Time Complexity: Traversal and Printing a Linked List
O(n)
0
0
Traversal and Printing a Linked List in DSA C - Time & Space Complexity
Understanding Time Complexity
When we traverse and print a linked list, we want to know how the time it takes changes as the list grows.
We ask: How does the number of steps grow when the list gets longer?
Scenario Under Consideration
Analyze the time complexity of the following code snippet.
struct Node {
int data;
struct Node* next;
};
void printList(struct Node* head) {
struct Node* current = head;
while (current != NULL) {
printf("%d -> ", current->data);
current = current->next;
}
printf("NULL\n");
}
This code goes through each node in the linked list and prints its value until it reaches the end.
Identify Repeating Operations
Identify the loops, recursion, array traversals that repeat.
- Primary operation: The while loop that visits each node once.
- How many times: Exactly once per node, so as many times as there are nodes in the list.
How Execution Grows With Input
As the list gets longer, the number of steps grows directly with the number of nodes.

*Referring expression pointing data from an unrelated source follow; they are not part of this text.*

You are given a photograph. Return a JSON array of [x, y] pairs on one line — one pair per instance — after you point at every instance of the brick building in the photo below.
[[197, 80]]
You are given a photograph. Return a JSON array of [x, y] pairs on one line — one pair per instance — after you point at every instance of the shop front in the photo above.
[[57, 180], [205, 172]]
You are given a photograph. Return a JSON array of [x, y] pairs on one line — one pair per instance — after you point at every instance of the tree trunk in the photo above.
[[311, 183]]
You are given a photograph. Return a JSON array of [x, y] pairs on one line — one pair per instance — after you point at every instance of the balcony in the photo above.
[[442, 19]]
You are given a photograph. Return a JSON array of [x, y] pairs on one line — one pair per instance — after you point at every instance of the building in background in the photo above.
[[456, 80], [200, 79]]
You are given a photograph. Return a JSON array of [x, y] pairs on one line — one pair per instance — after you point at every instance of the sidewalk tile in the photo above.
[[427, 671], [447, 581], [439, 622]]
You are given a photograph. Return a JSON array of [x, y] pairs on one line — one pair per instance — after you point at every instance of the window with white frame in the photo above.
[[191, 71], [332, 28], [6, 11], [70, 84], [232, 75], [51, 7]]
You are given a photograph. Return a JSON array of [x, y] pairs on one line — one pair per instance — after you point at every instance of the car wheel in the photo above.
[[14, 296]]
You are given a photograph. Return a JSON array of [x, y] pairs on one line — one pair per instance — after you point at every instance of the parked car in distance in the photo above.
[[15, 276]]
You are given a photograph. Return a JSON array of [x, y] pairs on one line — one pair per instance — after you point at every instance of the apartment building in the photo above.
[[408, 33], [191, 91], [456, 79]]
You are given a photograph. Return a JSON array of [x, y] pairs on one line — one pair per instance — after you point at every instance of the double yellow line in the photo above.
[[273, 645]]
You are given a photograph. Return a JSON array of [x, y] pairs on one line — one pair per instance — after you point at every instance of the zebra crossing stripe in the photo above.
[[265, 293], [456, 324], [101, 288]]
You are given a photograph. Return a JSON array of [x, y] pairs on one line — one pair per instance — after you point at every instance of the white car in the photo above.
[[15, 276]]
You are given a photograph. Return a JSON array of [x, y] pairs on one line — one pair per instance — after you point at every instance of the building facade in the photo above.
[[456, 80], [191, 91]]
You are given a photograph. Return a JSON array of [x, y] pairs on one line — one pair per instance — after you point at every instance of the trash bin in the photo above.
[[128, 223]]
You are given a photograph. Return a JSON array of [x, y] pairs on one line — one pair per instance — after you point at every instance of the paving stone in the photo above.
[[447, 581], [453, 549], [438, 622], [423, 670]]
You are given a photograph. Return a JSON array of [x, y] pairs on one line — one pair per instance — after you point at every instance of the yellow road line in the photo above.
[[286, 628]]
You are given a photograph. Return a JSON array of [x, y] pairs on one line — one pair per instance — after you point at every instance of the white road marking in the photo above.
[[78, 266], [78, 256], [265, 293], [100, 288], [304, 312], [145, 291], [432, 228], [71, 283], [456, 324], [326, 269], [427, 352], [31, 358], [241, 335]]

| Input Size (n) | Approx. Operations |
|---|---|
| 10 | About 10 steps |
| 100 | About 100 steps |
| 1000 | About 1000 steps |
Pattern observation: The steps increase in a straight line as the list size grows.
Final Time Complexity
Time Complexity: O(n)
This means the time to print the list grows directly with the number of nodes.
Common Mistake
[X] Wrong: "The printing takes constant time because it just prints once."
[OK] Correct: Actually, it prints once for each node, so the time grows with the list size, not fixed.
Interview Connect
Understanding this helps you explain how simple list operations scale, a key skill in many coding interviews.
Self-Check
"What if we changed the linked list to a doubly linked list? How would the time complexity change when printing all nodes?"